Figures state that 22 per cent of dairy farmers were unable to fill vacancies within three months and 40 per cent of farmers were losing at least one or more workers.
To help tackle the problem, Dairy Australia has launched a new marketing campaign promoting the benefits of working in dairy farming to bring people into the industry and retain them.
The perks include working with animals, working outdoors, career progression, job variety and training, job security and food production.
Dairy Australia will be providing employment support and connect farmers with jobseeker networks and recruitment agencies, and promote careers at schools, universities and TAFEs.
Kongwak dairy farmer, Andrew Perry, has a stable team of two full-time workers and some casuals to step in and lend a hand, but he struggled to find workers when he began farming in 2015.
The former dairy vet said while his staff had stuck with him, others had struggling to find workers.

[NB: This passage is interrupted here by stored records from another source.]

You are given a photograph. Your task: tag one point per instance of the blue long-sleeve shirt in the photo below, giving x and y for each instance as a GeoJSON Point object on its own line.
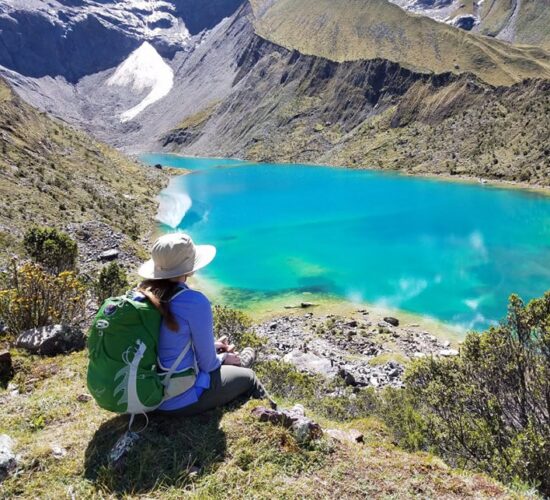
{"type": "Point", "coordinates": [193, 312]}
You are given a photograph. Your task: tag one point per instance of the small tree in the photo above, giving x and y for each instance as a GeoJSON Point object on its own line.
{"type": "Point", "coordinates": [32, 298]}
{"type": "Point", "coordinates": [489, 407]}
{"type": "Point", "coordinates": [112, 281]}
{"type": "Point", "coordinates": [51, 248]}
{"type": "Point", "coordinates": [235, 325]}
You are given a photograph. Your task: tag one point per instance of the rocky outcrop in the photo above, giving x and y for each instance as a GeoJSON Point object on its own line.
{"type": "Point", "coordinates": [51, 340]}
{"type": "Point", "coordinates": [8, 461]}
{"type": "Point", "coordinates": [362, 351]}
{"type": "Point", "coordinates": [6, 367]}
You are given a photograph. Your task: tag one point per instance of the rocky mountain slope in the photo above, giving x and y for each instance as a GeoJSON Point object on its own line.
{"type": "Point", "coordinates": [72, 39]}
{"type": "Point", "coordinates": [53, 174]}
{"type": "Point", "coordinates": [346, 82]}
{"type": "Point", "coordinates": [350, 30]}
{"type": "Point", "coordinates": [519, 21]}
{"type": "Point", "coordinates": [287, 106]}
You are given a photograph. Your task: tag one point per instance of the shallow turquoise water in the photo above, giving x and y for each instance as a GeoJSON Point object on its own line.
{"type": "Point", "coordinates": [447, 250]}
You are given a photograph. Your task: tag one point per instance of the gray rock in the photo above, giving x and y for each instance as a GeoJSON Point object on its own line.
{"type": "Point", "coordinates": [8, 461]}
{"type": "Point", "coordinates": [351, 436]}
{"type": "Point", "coordinates": [348, 377]}
{"type": "Point", "coordinates": [6, 367]}
{"type": "Point", "coordinates": [309, 362]}
{"type": "Point", "coordinates": [448, 353]}
{"type": "Point", "coordinates": [392, 321]}
{"type": "Point", "coordinates": [51, 340]}
{"type": "Point", "coordinates": [121, 448]}
{"type": "Point", "coordinates": [109, 255]}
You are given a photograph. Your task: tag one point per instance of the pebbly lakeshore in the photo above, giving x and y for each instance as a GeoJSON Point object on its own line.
{"type": "Point", "coordinates": [365, 348]}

“This is nothing new, it’s just now we have to compete with every other industry looking for workers,” Mr Perry said.
“When we started out we advertised and we would organise a time, but it was summer and 40 degrees and many wouldn’t even turn up for a trial.
“It was terrible, for months and months we did everything ourselves. We heard word-of-mouth of one lady looking for work and she is still working with us now.”

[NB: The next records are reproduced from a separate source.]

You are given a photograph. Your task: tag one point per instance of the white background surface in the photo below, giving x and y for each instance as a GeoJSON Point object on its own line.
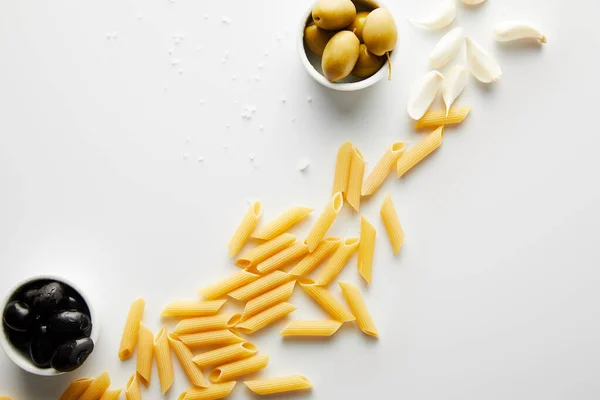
{"type": "Point", "coordinates": [495, 293]}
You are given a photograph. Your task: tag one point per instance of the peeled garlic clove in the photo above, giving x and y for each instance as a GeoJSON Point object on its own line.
{"type": "Point", "coordinates": [515, 30]}
{"type": "Point", "coordinates": [441, 19]}
{"type": "Point", "coordinates": [454, 84]}
{"type": "Point", "coordinates": [424, 94]}
{"type": "Point", "coordinates": [483, 66]}
{"type": "Point", "coordinates": [447, 48]}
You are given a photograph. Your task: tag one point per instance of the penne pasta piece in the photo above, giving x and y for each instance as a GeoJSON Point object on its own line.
{"type": "Point", "coordinates": [421, 150]}
{"type": "Point", "coordinates": [282, 223]}
{"type": "Point", "coordinates": [337, 262]}
{"type": "Point", "coordinates": [239, 368]}
{"type": "Point", "coordinates": [185, 356]}
{"type": "Point", "coordinates": [326, 219]}
{"type": "Point", "coordinates": [383, 167]}
{"type": "Point", "coordinates": [191, 308]}
{"type": "Point", "coordinates": [359, 308]}
{"type": "Point", "coordinates": [357, 172]}
{"type": "Point", "coordinates": [342, 168]}
{"type": "Point", "coordinates": [132, 327]}
{"type": "Point", "coordinates": [329, 303]}
{"type": "Point", "coordinates": [366, 249]}
{"type": "Point", "coordinates": [260, 286]}
{"type": "Point", "coordinates": [265, 250]}
{"type": "Point", "coordinates": [279, 385]}
{"type": "Point", "coordinates": [221, 337]}
{"type": "Point", "coordinates": [265, 318]}
{"type": "Point", "coordinates": [164, 364]}
{"type": "Point", "coordinates": [433, 119]}
{"type": "Point", "coordinates": [392, 224]}
{"type": "Point", "coordinates": [283, 258]}
{"type": "Point", "coordinates": [311, 328]}
{"type": "Point", "coordinates": [226, 354]}
{"type": "Point", "coordinates": [314, 259]}
{"type": "Point", "coordinates": [244, 230]}
{"type": "Point", "coordinates": [145, 354]}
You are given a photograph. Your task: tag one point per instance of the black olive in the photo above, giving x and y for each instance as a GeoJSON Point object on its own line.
{"type": "Point", "coordinates": [72, 354]}
{"type": "Point", "coordinates": [18, 316]}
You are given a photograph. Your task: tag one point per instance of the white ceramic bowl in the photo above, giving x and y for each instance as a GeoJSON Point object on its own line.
{"type": "Point", "coordinates": [15, 355]}
{"type": "Point", "coordinates": [312, 62]}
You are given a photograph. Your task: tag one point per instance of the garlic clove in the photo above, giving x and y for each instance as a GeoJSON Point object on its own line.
{"type": "Point", "coordinates": [424, 94]}
{"type": "Point", "coordinates": [447, 48]}
{"type": "Point", "coordinates": [483, 65]}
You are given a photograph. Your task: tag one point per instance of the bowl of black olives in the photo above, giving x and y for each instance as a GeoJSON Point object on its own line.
{"type": "Point", "coordinates": [48, 326]}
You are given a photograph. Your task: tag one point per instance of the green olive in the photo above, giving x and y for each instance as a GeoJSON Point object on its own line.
{"type": "Point", "coordinates": [333, 14]}
{"type": "Point", "coordinates": [367, 64]}
{"type": "Point", "coordinates": [340, 55]}
{"type": "Point", "coordinates": [379, 33]}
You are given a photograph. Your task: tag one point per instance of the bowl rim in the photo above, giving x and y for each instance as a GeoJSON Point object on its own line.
{"type": "Point", "coordinates": [15, 355]}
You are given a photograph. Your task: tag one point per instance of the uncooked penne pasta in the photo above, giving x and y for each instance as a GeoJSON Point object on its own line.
{"type": "Point", "coordinates": [433, 119]}
{"type": "Point", "coordinates": [245, 229]}
{"type": "Point", "coordinates": [359, 308]}
{"type": "Point", "coordinates": [382, 169]}
{"type": "Point", "coordinates": [282, 223]}
{"type": "Point", "coordinates": [191, 308]}
{"type": "Point", "coordinates": [326, 219]}
{"type": "Point", "coordinates": [279, 385]}
{"type": "Point", "coordinates": [185, 356]}
{"type": "Point", "coordinates": [357, 171]}
{"type": "Point", "coordinates": [132, 327]}
{"type": "Point", "coordinates": [239, 368]}
{"type": "Point", "coordinates": [265, 318]}
{"type": "Point", "coordinates": [164, 364]}
{"type": "Point", "coordinates": [392, 224]}
{"type": "Point", "coordinates": [418, 152]}
{"type": "Point", "coordinates": [366, 249]}
{"type": "Point", "coordinates": [314, 259]}
{"type": "Point", "coordinates": [329, 303]}
{"type": "Point", "coordinates": [337, 262]}
{"type": "Point", "coordinates": [260, 253]}
{"type": "Point", "coordinates": [311, 328]}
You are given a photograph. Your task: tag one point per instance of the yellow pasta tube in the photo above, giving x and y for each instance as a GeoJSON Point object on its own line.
{"type": "Point", "coordinates": [164, 364]}
{"type": "Point", "coordinates": [76, 389]}
{"type": "Point", "coordinates": [265, 318]}
{"type": "Point", "coordinates": [244, 230]}
{"type": "Point", "coordinates": [260, 286]}
{"type": "Point", "coordinates": [418, 152]}
{"type": "Point", "coordinates": [311, 328]}
{"type": "Point", "coordinates": [326, 219]}
{"type": "Point", "coordinates": [132, 327]}
{"type": "Point", "coordinates": [279, 385]}
{"type": "Point", "coordinates": [392, 224]}
{"type": "Point", "coordinates": [359, 308]}
{"type": "Point", "coordinates": [185, 357]}
{"type": "Point", "coordinates": [145, 354]}
{"type": "Point", "coordinates": [228, 284]}
{"type": "Point", "coordinates": [366, 249]}
{"type": "Point", "coordinates": [209, 338]}
{"type": "Point", "coordinates": [282, 223]}
{"type": "Point", "coordinates": [383, 167]}
{"type": "Point", "coordinates": [283, 258]}
{"type": "Point", "coordinates": [238, 368]}
{"type": "Point", "coordinates": [435, 118]}
{"type": "Point", "coordinates": [337, 262]}
{"type": "Point", "coordinates": [357, 171]}
{"type": "Point", "coordinates": [314, 259]}
{"type": "Point", "coordinates": [329, 303]}
{"type": "Point", "coordinates": [265, 250]}
{"type": "Point", "coordinates": [185, 308]}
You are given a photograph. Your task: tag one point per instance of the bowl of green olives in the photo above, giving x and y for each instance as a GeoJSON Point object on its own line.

Mr Perry said some of the challenges surrounded filling morning and evening milking shifts, coupled with perceptions dairy was hard and smelly ‘yakka’.
“The cows have to be milked, you can’t go into the shed twice a day for 360 days a year to do it yourself, someone has to do it, and if you can’t find the labour it’s not sustainable,” he said.

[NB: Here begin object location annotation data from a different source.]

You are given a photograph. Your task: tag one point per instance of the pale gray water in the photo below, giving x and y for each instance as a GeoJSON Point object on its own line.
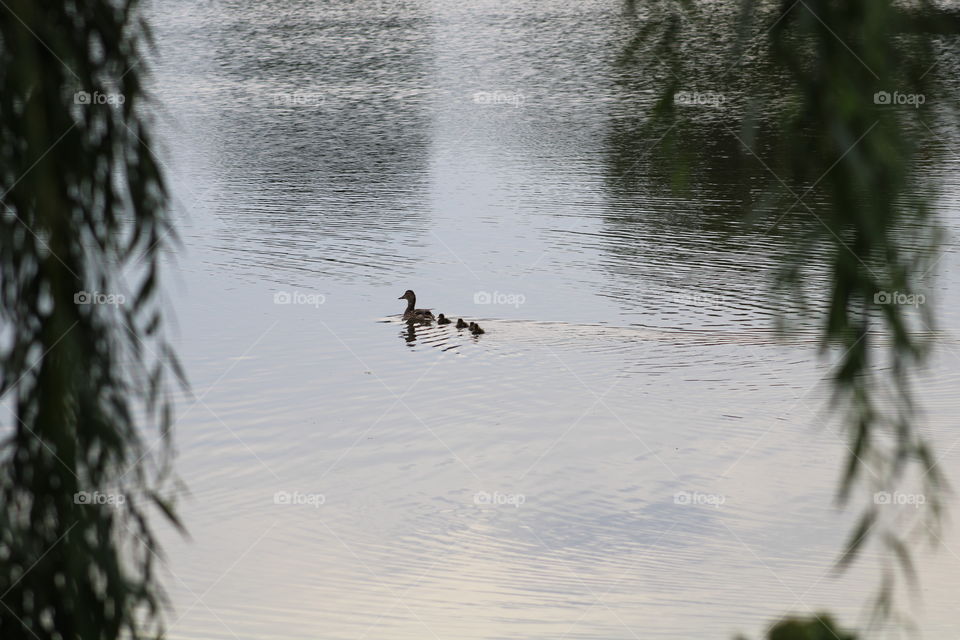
{"type": "Point", "coordinates": [336, 150]}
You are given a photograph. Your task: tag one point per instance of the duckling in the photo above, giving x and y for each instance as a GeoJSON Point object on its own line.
{"type": "Point", "coordinates": [422, 315]}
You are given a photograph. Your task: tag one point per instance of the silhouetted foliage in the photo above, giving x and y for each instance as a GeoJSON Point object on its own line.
{"type": "Point", "coordinates": [82, 363]}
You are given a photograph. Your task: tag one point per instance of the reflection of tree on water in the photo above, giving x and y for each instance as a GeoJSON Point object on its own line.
{"type": "Point", "coordinates": [799, 140]}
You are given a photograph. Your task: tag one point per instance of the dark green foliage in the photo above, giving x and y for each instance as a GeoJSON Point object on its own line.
{"type": "Point", "coordinates": [818, 628]}
{"type": "Point", "coordinates": [83, 210]}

“The family sacrifice is enormous if you can’t find labour and I can think of a lot of farmers in the past few years who exited because of labour.”
But Mr Perry said dairy offered a job to suit people at different stages of their life and interests, with a variety of jobs offering a pathway into the industry and the ability to progress through the ranks.
He said this could include learning entry-level skills and working up towards share or lease farming.
“There are not too many opportunities for people without education these days to do this. It’s a healthy job and you are doing something physical,” he said.
“I always feel good to get half-a-day’s work done when others are rolling out of bed and you can have the rest of the day free.”